141.9 - Outrage of the Week: when religious freedom crosses the line

Outrage of the Week: when religious freedom crosses the line

Before I run out of time for this week's show, let me get to our other regular feature, the Outrage of the Week.

Only hours before it was to take effect on January 1, Supreme Court Justice Sonia Sotomayor blocked implementation of a provision of the Affordable Care Act that would have required some religion-affiliated organizations to allow their employees access to health insurance that includes birth control.

The Affordable Care Act sets minimum standards for health insurance plans. One such standard is that group insurance provided by an employer as an employee benefit must include a range of preventive care, free of charge, including contraception.

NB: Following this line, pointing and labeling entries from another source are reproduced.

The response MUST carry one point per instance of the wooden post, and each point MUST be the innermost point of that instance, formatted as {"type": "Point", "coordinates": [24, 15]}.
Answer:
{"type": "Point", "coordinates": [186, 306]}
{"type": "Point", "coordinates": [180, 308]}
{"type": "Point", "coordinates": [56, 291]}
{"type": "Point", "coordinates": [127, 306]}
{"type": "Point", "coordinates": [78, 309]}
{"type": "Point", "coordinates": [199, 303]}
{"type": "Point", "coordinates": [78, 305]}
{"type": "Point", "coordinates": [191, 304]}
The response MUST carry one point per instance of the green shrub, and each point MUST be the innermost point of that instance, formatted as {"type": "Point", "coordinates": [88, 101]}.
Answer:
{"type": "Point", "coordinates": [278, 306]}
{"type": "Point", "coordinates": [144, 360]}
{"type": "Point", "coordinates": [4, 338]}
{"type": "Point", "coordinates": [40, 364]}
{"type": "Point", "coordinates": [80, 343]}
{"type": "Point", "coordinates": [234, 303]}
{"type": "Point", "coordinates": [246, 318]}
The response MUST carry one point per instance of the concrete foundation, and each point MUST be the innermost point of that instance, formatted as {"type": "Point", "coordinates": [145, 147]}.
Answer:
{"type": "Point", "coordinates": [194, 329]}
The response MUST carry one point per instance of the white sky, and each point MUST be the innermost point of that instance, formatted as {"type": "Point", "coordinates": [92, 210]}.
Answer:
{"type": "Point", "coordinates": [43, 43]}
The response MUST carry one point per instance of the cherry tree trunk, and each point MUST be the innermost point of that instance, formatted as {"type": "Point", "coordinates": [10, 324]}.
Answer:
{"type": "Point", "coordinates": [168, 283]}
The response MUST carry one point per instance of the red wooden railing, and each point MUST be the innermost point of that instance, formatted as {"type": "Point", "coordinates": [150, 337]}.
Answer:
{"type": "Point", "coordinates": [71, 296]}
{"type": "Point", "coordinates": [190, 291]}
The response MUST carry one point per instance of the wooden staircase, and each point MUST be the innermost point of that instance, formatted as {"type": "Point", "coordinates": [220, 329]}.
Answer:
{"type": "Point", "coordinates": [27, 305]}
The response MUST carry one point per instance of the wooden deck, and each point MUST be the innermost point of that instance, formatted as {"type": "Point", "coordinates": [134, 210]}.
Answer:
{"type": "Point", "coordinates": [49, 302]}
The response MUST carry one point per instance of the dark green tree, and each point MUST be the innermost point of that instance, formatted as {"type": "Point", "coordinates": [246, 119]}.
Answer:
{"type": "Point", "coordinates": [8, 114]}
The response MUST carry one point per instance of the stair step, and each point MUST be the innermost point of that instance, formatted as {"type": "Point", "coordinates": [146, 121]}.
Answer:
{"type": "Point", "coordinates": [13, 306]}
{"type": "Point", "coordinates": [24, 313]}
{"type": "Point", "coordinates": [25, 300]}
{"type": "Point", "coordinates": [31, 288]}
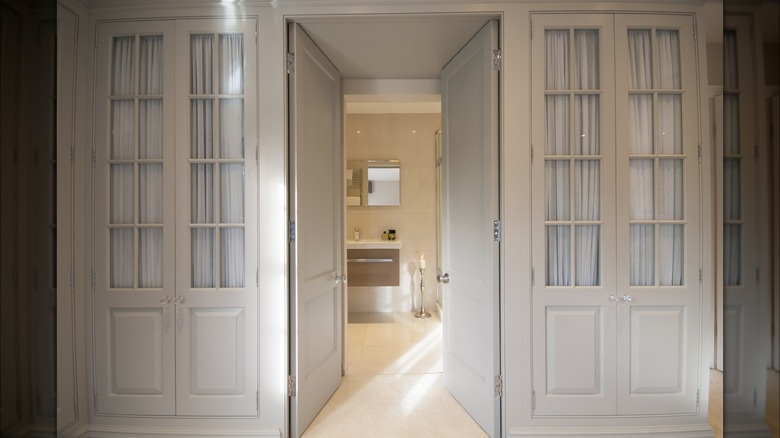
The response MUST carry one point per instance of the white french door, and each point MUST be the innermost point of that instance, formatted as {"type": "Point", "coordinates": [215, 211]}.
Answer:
{"type": "Point", "coordinates": [317, 211]}
{"type": "Point", "coordinates": [616, 246]}
{"type": "Point", "coordinates": [470, 255]}
{"type": "Point", "coordinates": [174, 301]}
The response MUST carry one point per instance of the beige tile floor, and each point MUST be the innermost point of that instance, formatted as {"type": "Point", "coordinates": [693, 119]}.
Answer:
{"type": "Point", "coordinates": [393, 385]}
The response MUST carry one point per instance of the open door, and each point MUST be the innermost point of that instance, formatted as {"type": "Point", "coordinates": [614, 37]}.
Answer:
{"type": "Point", "coordinates": [470, 323]}
{"type": "Point", "coordinates": [317, 224]}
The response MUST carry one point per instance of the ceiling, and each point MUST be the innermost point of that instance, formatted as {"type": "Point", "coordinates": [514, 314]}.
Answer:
{"type": "Point", "coordinates": [394, 47]}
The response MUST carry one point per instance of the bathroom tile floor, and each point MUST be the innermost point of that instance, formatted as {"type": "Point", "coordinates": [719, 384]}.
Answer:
{"type": "Point", "coordinates": [393, 386]}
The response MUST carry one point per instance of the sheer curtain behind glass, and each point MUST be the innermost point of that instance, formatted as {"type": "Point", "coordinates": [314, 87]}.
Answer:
{"type": "Point", "coordinates": [572, 145]}
{"type": "Point", "coordinates": [136, 157]}
{"type": "Point", "coordinates": [655, 159]}
{"type": "Point", "coordinates": [217, 174]}
{"type": "Point", "coordinates": [732, 228]}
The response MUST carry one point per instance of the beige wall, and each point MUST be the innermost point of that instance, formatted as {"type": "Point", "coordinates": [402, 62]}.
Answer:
{"type": "Point", "coordinates": [409, 138]}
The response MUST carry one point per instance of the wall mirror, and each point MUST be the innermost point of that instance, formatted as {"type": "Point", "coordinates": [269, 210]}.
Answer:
{"type": "Point", "coordinates": [373, 183]}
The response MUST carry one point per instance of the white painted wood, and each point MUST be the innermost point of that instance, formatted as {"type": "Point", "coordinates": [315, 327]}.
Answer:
{"type": "Point", "coordinates": [469, 206]}
{"type": "Point", "coordinates": [573, 332]}
{"type": "Point", "coordinates": [317, 207]}
{"type": "Point", "coordinates": [659, 331]}
{"type": "Point", "coordinates": [216, 328]}
{"type": "Point", "coordinates": [134, 338]}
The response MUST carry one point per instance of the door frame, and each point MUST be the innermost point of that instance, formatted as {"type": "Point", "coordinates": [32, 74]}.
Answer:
{"type": "Point", "coordinates": [289, 154]}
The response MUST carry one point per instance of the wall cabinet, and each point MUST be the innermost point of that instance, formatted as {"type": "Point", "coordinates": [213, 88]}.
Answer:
{"type": "Point", "coordinates": [175, 295]}
{"type": "Point", "coordinates": [616, 250]}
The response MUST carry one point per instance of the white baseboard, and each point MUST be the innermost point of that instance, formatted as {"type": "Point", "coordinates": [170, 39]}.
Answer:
{"type": "Point", "coordinates": [676, 431]}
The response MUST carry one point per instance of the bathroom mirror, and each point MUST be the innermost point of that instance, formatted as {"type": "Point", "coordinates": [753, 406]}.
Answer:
{"type": "Point", "coordinates": [374, 183]}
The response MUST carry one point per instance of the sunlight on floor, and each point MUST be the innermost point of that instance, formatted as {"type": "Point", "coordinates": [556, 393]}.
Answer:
{"type": "Point", "coordinates": [393, 386]}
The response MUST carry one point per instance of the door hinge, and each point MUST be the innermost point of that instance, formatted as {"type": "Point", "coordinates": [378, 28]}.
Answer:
{"type": "Point", "coordinates": [290, 63]}
{"type": "Point", "coordinates": [497, 60]}
{"type": "Point", "coordinates": [290, 386]}
{"type": "Point", "coordinates": [499, 385]}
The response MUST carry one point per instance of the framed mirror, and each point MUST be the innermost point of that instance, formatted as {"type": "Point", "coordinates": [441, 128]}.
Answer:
{"type": "Point", "coordinates": [374, 183]}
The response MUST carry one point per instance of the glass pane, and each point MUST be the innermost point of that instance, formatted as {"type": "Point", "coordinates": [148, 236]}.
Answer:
{"type": "Point", "coordinates": [732, 195]}
{"type": "Point", "coordinates": [150, 194]}
{"type": "Point", "coordinates": [642, 249]}
{"type": "Point", "coordinates": [732, 254]}
{"type": "Point", "coordinates": [587, 255]}
{"type": "Point", "coordinates": [122, 127]}
{"type": "Point", "coordinates": [151, 65]}
{"type": "Point", "coordinates": [150, 258]}
{"type": "Point", "coordinates": [557, 68]}
{"type": "Point", "coordinates": [150, 129]}
{"type": "Point", "coordinates": [202, 202]}
{"type": "Point", "coordinates": [121, 257]}
{"type": "Point", "coordinates": [670, 123]}
{"type": "Point", "coordinates": [586, 57]}
{"type": "Point", "coordinates": [670, 189]}
{"type": "Point", "coordinates": [232, 194]}
{"type": "Point", "coordinates": [557, 188]}
{"type": "Point", "coordinates": [557, 126]}
{"type": "Point", "coordinates": [121, 194]}
{"type": "Point", "coordinates": [640, 124]}
{"type": "Point", "coordinates": [587, 190]}
{"type": "Point", "coordinates": [641, 183]}
{"type": "Point", "coordinates": [587, 118]}
{"type": "Point", "coordinates": [730, 60]}
{"type": "Point", "coordinates": [232, 132]}
{"type": "Point", "coordinates": [671, 246]}
{"type": "Point", "coordinates": [202, 257]}
{"type": "Point", "coordinates": [558, 255]}
{"type": "Point", "coordinates": [669, 59]}
{"type": "Point", "coordinates": [123, 66]}
{"type": "Point", "coordinates": [232, 257]}
{"type": "Point", "coordinates": [731, 144]}
{"type": "Point", "coordinates": [201, 62]}
{"type": "Point", "coordinates": [232, 64]}
{"type": "Point", "coordinates": [640, 58]}
{"type": "Point", "coordinates": [202, 129]}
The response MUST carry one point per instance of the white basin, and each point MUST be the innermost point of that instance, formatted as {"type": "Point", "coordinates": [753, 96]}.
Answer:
{"type": "Point", "coordinates": [373, 244]}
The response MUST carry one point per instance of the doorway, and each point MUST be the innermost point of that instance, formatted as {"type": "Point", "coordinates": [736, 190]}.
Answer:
{"type": "Point", "coordinates": [471, 79]}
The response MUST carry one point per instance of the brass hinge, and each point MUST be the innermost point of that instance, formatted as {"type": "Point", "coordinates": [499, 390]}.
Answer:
{"type": "Point", "coordinates": [291, 386]}
{"type": "Point", "coordinates": [290, 63]}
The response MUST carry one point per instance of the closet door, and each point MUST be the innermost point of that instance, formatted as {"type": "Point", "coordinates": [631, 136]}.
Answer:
{"type": "Point", "coordinates": [133, 216]}
{"type": "Point", "coordinates": [574, 293]}
{"type": "Point", "coordinates": [216, 204]}
{"type": "Point", "coordinates": [659, 209]}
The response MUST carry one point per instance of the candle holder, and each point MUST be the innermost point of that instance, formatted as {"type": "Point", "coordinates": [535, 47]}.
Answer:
{"type": "Point", "coordinates": [422, 313]}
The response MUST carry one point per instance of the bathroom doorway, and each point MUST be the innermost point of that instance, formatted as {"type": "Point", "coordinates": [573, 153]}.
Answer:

The Obama administration put together what's called an accommodation which enables religiously affiliated hospitals, universities, and social service groups that oppose birth control to not pay for it. Instead, the law requires the insurers or the health plan's outside administrator to pay for birth control coverage and creates a way to reimburse them. It's still available as part of the plan, but the employer is not in any real sense providing it, the insurer is.

However, a Denver group called the Little Sisters of the Poor Home for the Aged said that even filing the form to declare themselves a non-profit qualifying for the religious exemption was a violation of their freedom of religion. Why? How? Because it would allow the insurance company to provide the contraceptive coverage. Sotomayor's order applies to the nuns, the Little Sisters of the Poor, and other Roman Catholic nonprofit groups that use the same health plan, known as the Christian Brothers Employee Benefit Trust.

I have to tell you, I really do find this utterly outrageous. It's one thing to argue that religious freedom means you as an employer should not have to pay to provide contraceptive care; it's quite another to say you can deny it altogether, even if not paying for it, regardless of whether your employees share your beliefs or not.

That is, it's one thing to say religious freedom means you shouldn't have to pay for coverage that violates your conscience; it's quite another to say religious freedom means you can actively prevent your employees from getting that coverage, to go from "I shouldn't have to do it" to "I should be able to keep you from doing it." At that point, you have crossed the line from religious freedom into theocracy. And it is an outrage.